I don’t want my evil to touch you. I don’t want to ruin you. ”
Sweetheart.
“I’m already ruined, Blue baby.”
“You don’t understand!” His chest hitched, breath stuttering like it didn’t know where to go, like it was trying to flee the body that held it. “Corruption spreads. It infects good men. If you’re not careful, the filth inside me will crawl into you.”
I swore under my breath and closed the last inch between us, settling when I felt his uneven breaths against my jaw.
“The letters run. I… I try to catch them, but they slip. They always slip.” His fingers moved again, erratic, clawing at his skin like he could tear away the guilt. “It’s because I’m filthy. I cleanse, I swear I do, but it never helps.”
It hit me then—not like lightning, but a slow, bitter ache that spread down the divots of my spine and rooted itself in my gut.
The letters run…
Christ.
It was common enough that I’d seen it before—in files, classrooms, and boys who mistook confusion for failure. Boys who called themselves broken, not because they were, but because someone convinced them they should be.
Blue didn’t even know what it was, just that it made him unclean.
Was that why he killed his father? Because some sick fuck twisted scripture into shame, used letters like weapons, and called it salvation?
Goddamn it.
The bloodied hammer and fucked-up skulls made more sense now, but it wasn’t enough.
John Bensen taught his son the letters ran because they were afraid, instead of showing him how to slow them the fuck down.
“There is nothing wrong with the way your brain works, sweetheart. You’re not evil. You’re just… different.”

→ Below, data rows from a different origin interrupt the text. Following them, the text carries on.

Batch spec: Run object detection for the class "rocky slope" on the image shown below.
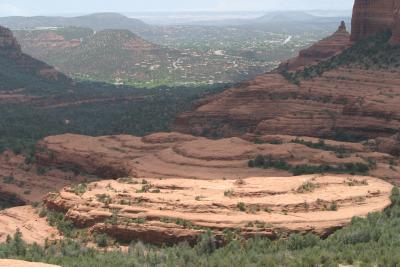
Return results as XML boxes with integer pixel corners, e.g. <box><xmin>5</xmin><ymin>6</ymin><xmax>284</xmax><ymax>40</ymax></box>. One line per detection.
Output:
<box><xmin>351</xmin><ymin>0</ymin><xmax>400</xmax><ymax>42</ymax></box>
<box><xmin>45</xmin><ymin>175</ymin><xmax>392</xmax><ymax>244</ymax></box>
<box><xmin>174</xmin><ymin>0</ymin><xmax>400</xmax><ymax>140</ymax></box>
<box><xmin>0</xmin><ymin>151</ymin><xmax>95</xmax><ymax>206</ymax></box>
<box><xmin>278</xmin><ymin>21</ymin><xmax>351</xmax><ymax>71</ymax></box>
<box><xmin>36</xmin><ymin>133</ymin><xmax>400</xmax><ymax>185</ymax></box>
<box><xmin>0</xmin><ymin>26</ymin><xmax>71</xmax><ymax>90</ymax></box>
<box><xmin>0</xmin><ymin>206</ymin><xmax>60</xmax><ymax>246</ymax></box>
<box><xmin>175</xmin><ymin>67</ymin><xmax>400</xmax><ymax>141</ymax></box>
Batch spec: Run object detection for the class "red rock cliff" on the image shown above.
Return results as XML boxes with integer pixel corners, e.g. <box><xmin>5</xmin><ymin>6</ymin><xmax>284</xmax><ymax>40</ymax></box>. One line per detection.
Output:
<box><xmin>0</xmin><ymin>26</ymin><xmax>22</xmax><ymax>55</ymax></box>
<box><xmin>351</xmin><ymin>0</ymin><xmax>400</xmax><ymax>42</ymax></box>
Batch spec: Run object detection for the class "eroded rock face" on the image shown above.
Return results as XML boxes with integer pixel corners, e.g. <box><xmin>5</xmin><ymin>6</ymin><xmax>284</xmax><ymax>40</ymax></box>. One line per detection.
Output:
<box><xmin>174</xmin><ymin>67</ymin><xmax>400</xmax><ymax>142</ymax></box>
<box><xmin>278</xmin><ymin>21</ymin><xmax>351</xmax><ymax>71</ymax></box>
<box><xmin>351</xmin><ymin>0</ymin><xmax>400</xmax><ymax>41</ymax></box>
<box><xmin>0</xmin><ymin>151</ymin><xmax>95</xmax><ymax>206</ymax></box>
<box><xmin>36</xmin><ymin>133</ymin><xmax>400</xmax><ymax>185</ymax></box>
<box><xmin>45</xmin><ymin>175</ymin><xmax>392</xmax><ymax>244</ymax></box>
<box><xmin>0</xmin><ymin>26</ymin><xmax>22</xmax><ymax>57</ymax></box>
<box><xmin>0</xmin><ymin>206</ymin><xmax>60</xmax><ymax>245</ymax></box>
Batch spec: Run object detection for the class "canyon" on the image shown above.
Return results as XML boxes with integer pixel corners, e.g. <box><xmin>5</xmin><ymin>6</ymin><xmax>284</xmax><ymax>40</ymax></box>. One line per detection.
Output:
<box><xmin>0</xmin><ymin>0</ymin><xmax>400</xmax><ymax>258</ymax></box>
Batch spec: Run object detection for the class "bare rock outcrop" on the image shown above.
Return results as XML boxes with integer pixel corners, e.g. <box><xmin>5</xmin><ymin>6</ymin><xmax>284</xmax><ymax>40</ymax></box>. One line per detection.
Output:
<box><xmin>0</xmin><ymin>26</ymin><xmax>22</xmax><ymax>57</ymax></box>
<box><xmin>351</xmin><ymin>0</ymin><xmax>400</xmax><ymax>43</ymax></box>
<box><xmin>36</xmin><ymin>133</ymin><xmax>400</xmax><ymax>185</ymax></box>
<box><xmin>174</xmin><ymin>67</ymin><xmax>400</xmax><ymax>141</ymax></box>
<box><xmin>278</xmin><ymin>21</ymin><xmax>351</xmax><ymax>71</ymax></box>
<box><xmin>45</xmin><ymin>175</ymin><xmax>392</xmax><ymax>244</ymax></box>
<box><xmin>0</xmin><ymin>206</ymin><xmax>60</xmax><ymax>245</ymax></box>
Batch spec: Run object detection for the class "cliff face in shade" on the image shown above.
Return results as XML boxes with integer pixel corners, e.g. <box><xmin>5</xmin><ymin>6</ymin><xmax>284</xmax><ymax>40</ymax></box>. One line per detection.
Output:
<box><xmin>390</xmin><ymin>3</ymin><xmax>400</xmax><ymax>44</ymax></box>
<box><xmin>174</xmin><ymin>67</ymin><xmax>400</xmax><ymax>138</ymax></box>
<box><xmin>351</xmin><ymin>0</ymin><xmax>400</xmax><ymax>42</ymax></box>
<box><xmin>0</xmin><ymin>26</ymin><xmax>71</xmax><ymax>87</ymax></box>
<box><xmin>0</xmin><ymin>26</ymin><xmax>22</xmax><ymax>56</ymax></box>
<box><xmin>278</xmin><ymin>21</ymin><xmax>351</xmax><ymax>71</ymax></box>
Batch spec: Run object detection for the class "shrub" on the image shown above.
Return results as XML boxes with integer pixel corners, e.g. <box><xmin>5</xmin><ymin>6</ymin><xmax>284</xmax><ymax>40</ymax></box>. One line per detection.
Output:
<box><xmin>236</xmin><ymin>202</ymin><xmax>246</xmax><ymax>211</ymax></box>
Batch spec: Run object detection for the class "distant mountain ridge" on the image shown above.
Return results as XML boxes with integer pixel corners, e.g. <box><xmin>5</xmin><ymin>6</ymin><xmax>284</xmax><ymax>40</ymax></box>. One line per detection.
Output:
<box><xmin>0</xmin><ymin>26</ymin><xmax>72</xmax><ymax>91</ymax></box>
<box><xmin>0</xmin><ymin>13</ymin><xmax>149</xmax><ymax>32</ymax></box>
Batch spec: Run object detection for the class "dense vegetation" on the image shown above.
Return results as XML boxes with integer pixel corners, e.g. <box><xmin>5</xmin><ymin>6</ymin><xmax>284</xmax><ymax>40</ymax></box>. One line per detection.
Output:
<box><xmin>248</xmin><ymin>155</ymin><xmax>370</xmax><ymax>175</ymax></box>
<box><xmin>0</xmin><ymin>188</ymin><xmax>400</xmax><ymax>267</ymax></box>
<box><xmin>0</xmin><ymin>84</ymin><xmax>226</xmax><ymax>155</ymax></box>
<box><xmin>282</xmin><ymin>32</ymin><xmax>400</xmax><ymax>85</ymax></box>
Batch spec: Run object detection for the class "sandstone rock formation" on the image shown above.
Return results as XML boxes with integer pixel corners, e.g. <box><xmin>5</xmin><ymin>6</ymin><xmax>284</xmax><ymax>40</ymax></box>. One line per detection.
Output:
<box><xmin>36</xmin><ymin>133</ymin><xmax>400</xmax><ymax>182</ymax></box>
<box><xmin>45</xmin><ymin>175</ymin><xmax>392</xmax><ymax>244</ymax></box>
<box><xmin>351</xmin><ymin>0</ymin><xmax>400</xmax><ymax>43</ymax></box>
<box><xmin>278</xmin><ymin>21</ymin><xmax>351</xmax><ymax>71</ymax></box>
<box><xmin>0</xmin><ymin>26</ymin><xmax>69</xmax><ymax>81</ymax></box>
<box><xmin>0</xmin><ymin>26</ymin><xmax>22</xmax><ymax>57</ymax></box>
<box><xmin>0</xmin><ymin>151</ymin><xmax>95</xmax><ymax>206</ymax></box>
<box><xmin>0</xmin><ymin>206</ymin><xmax>60</xmax><ymax>245</ymax></box>
<box><xmin>174</xmin><ymin>67</ymin><xmax>400</xmax><ymax>141</ymax></box>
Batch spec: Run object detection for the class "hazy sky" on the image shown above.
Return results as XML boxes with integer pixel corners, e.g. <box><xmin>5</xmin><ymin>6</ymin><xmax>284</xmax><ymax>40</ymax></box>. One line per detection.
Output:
<box><xmin>0</xmin><ymin>0</ymin><xmax>354</xmax><ymax>16</ymax></box>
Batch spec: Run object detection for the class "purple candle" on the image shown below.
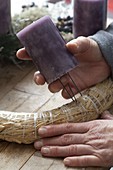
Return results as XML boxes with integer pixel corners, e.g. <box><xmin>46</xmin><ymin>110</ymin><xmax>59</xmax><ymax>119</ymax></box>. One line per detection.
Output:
<box><xmin>73</xmin><ymin>0</ymin><xmax>107</xmax><ymax>38</ymax></box>
<box><xmin>17</xmin><ymin>16</ymin><xmax>77</xmax><ymax>83</ymax></box>
<box><xmin>0</xmin><ymin>0</ymin><xmax>11</xmax><ymax>35</ymax></box>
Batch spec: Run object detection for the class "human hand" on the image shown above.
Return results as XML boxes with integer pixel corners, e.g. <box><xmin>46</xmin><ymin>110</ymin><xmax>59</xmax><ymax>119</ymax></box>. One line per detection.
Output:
<box><xmin>34</xmin><ymin>111</ymin><xmax>113</xmax><ymax>167</ymax></box>
<box><xmin>17</xmin><ymin>37</ymin><xmax>110</xmax><ymax>98</ymax></box>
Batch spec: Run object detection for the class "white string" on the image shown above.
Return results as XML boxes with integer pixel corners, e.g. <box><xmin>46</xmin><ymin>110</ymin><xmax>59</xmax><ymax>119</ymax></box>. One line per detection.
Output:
<box><xmin>83</xmin><ymin>95</ymin><xmax>99</xmax><ymax>113</ymax></box>
<box><xmin>34</xmin><ymin>113</ymin><xmax>39</xmax><ymax>138</ymax></box>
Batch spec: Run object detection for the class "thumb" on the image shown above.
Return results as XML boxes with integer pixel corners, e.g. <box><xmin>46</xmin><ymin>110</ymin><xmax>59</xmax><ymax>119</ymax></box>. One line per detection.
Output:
<box><xmin>66</xmin><ymin>36</ymin><xmax>90</xmax><ymax>55</ymax></box>
<box><xmin>101</xmin><ymin>110</ymin><xmax>113</xmax><ymax>120</ymax></box>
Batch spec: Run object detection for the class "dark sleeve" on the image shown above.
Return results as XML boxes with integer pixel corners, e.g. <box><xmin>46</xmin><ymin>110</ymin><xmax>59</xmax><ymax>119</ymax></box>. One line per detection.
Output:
<box><xmin>90</xmin><ymin>23</ymin><xmax>113</xmax><ymax>76</ymax></box>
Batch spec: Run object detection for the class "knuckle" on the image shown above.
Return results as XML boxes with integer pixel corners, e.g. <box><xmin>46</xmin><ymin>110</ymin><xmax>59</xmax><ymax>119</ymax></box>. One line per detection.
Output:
<box><xmin>69</xmin><ymin>145</ymin><xmax>79</xmax><ymax>155</ymax></box>
<box><xmin>61</xmin><ymin>134</ymin><xmax>72</xmax><ymax>145</ymax></box>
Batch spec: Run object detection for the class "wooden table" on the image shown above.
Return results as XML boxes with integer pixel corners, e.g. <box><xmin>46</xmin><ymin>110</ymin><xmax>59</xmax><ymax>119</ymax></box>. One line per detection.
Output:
<box><xmin>0</xmin><ymin>63</ymin><xmax>110</xmax><ymax>170</ymax></box>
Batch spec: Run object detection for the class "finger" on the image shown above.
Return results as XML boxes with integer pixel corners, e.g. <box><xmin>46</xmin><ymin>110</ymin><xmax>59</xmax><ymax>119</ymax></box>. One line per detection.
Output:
<box><xmin>66</xmin><ymin>36</ymin><xmax>90</xmax><ymax>55</ymax></box>
<box><xmin>38</xmin><ymin>122</ymin><xmax>90</xmax><ymax>137</ymax></box>
<box><xmin>48</xmin><ymin>75</ymin><xmax>68</xmax><ymax>93</ymax></box>
<box><xmin>64</xmin><ymin>155</ymin><xmax>104</xmax><ymax>167</ymax></box>
<box><xmin>34</xmin><ymin>134</ymin><xmax>86</xmax><ymax>150</ymax></box>
<box><xmin>34</xmin><ymin>71</ymin><xmax>45</xmax><ymax>85</ymax></box>
<box><xmin>16</xmin><ymin>48</ymin><xmax>32</xmax><ymax>60</ymax></box>
<box><xmin>101</xmin><ymin>110</ymin><xmax>113</xmax><ymax>120</ymax></box>
<box><xmin>62</xmin><ymin>84</ymin><xmax>77</xmax><ymax>99</ymax></box>
<box><xmin>41</xmin><ymin>145</ymin><xmax>92</xmax><ymax>157</ymax></box>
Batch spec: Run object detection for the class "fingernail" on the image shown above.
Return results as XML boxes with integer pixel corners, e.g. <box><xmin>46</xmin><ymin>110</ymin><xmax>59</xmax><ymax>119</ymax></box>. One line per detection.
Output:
<box><xmin>38</xmin><ymin>127</ymin><xmax>47</xmax><ymax>135</ymax></box>
<box><xmin>64</xmin><ymin>159</ymin><xmax>70</xmax><ymax>165</ymax></box>
<box><xmin>41</xmin><ymin>147</ymin><xmax>50</xmax><ymax>154</ymax></box>
<box><xmin>35</xmin><ymin>141</ymin><xmax>43</xmax><ymax>149</ymax></box>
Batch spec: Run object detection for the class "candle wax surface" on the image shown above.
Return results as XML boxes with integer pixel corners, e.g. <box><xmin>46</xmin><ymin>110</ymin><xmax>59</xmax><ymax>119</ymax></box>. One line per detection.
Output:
<box><xmin>17</xmin><ymin>16</ymin><xmax>77</xmax><ymax>83</ymax></box>
<box><xmin>73</xmin><ymin>0</ymin><xmax>107</xmax><ymax>38</ymax></box>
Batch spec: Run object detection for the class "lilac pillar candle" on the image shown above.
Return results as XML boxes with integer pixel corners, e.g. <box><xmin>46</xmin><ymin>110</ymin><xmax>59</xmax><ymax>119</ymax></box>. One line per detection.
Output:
<box><xmin>17</xmin><ymin>16</ymin><xmax>77</xmax><ymax>83</ymax></box>
<box><xmin>73</xmin><ymin>0</ymin><xmax>107</xmax><ymax>38</ymax></box>
<box><xmin>0</xmin><ymin>0</ymin><xmax>11</xmax><ymax>35</ymax></box>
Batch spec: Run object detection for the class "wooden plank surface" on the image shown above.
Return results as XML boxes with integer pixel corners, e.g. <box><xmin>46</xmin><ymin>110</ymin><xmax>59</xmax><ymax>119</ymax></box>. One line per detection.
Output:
<box><xmin>0</xmin><ymin>64</ymin><xmax>110</xmax><ymax>170</ymax></box>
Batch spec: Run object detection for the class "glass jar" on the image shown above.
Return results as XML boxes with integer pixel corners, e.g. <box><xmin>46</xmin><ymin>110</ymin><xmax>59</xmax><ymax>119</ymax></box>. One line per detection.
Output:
<box><xmin>73</xmin><ymin>0</ymin><xmax>107</xmax><ymax>38</ymax></box>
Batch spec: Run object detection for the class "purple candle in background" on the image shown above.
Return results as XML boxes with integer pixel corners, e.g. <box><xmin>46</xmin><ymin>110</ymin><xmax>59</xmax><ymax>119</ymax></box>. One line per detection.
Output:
<box><xmin>17</xmin><ymin>16</ymin><xmax>77</xmax><ymax>83</ymax></box>
<box><xmin>0</xmin><ymin>0</ymin><xmax>11</xmax><ymax>35</ymax></box>
<box><xmin>73</xmin><ymin>0</ymin><xmax>107</xmax><ymax>38</ymax></box>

His lips parted, but no words came out.
“There are a lot of people in the world whose brains work like yours. People who read and think differently, and not a single fucking one of them are impure.”
His whole frame wavered, like maybe the words hit something soft inside of him. “But Father said…”
“I don’t give a fuck what your father said.”
His breath hitched, eyes darting to the ceiling like he was waiting for me to be struck down.
“He lied to you, Blue. He lied for so long and so hard that you started to mistake pain with salvation. That doesn’t make you filthy.”
Shining like wet glass, his eyes touched mine, shoulders curling inward like he didn’t know how to feel relief. “I’m clean now? I can stay?”
The question wrapped around my ribs and pulled.
“You can stay, sweetheart.”
“And… there are no punishments?”
“No punishments,” I promised.
No punishments…
No prophets…
No fucking God but the one I’d become if anyone tried to hurt him again.